So yesterday I got an email from another sysadmin: "Hey, looks like there's a lot of blocked connections to your server X. Anything happening there?" Me: "Well, I moved email from X to Y on Tuesday...but I changed the MX to point at Y. What's happening there?"
Turns out I'd missed a fucking domain: I'd left the MX pointing to the old server instead of moving it to the new one. And when I turned off the mail server on the old domain, delivery to this domain stopped. Fortunately I was able to get things going again: I changed the MX to point at the new server, and turned on the old server again to handle things until the new record propogated.

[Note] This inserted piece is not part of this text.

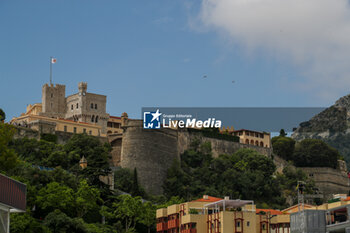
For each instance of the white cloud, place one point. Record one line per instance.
(314, 35)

So how in hell did this happen? I can see two things I did wrong:
Poor planning: my plans and checklists included all the steps I needed to do, but did not mention the actual domains being moved. I relied on memory, which meant I remembered (and tested) two and forgot the third. I should have included the actual domains: both a note to check the settings and a test of email delivery.
No email delivery check by Nagios: Nagios checks that the email server is up, displays a banner and so on, but does not check actual email delivery for the domains I'm responsible for. There's a plugin for that, of course, and I'm going to be adding that.
I try to make a point of writing down things that go bad at $WORK, along with things that go well. This is one of those things.
Okay, so it isn't quite as bad as the time I threw 3,000 incoming
messages for an ISP into my home directory. But I've just figured out
that the reason a) $VENDOR didn't get back to me and b) it's been so
quiet for the last few days is because all email was going to a file
called X-Original-Sender
because of one missing *
. (In fact, that
may also have been the cause of the first big error...)
God, I hate procmail sometimes.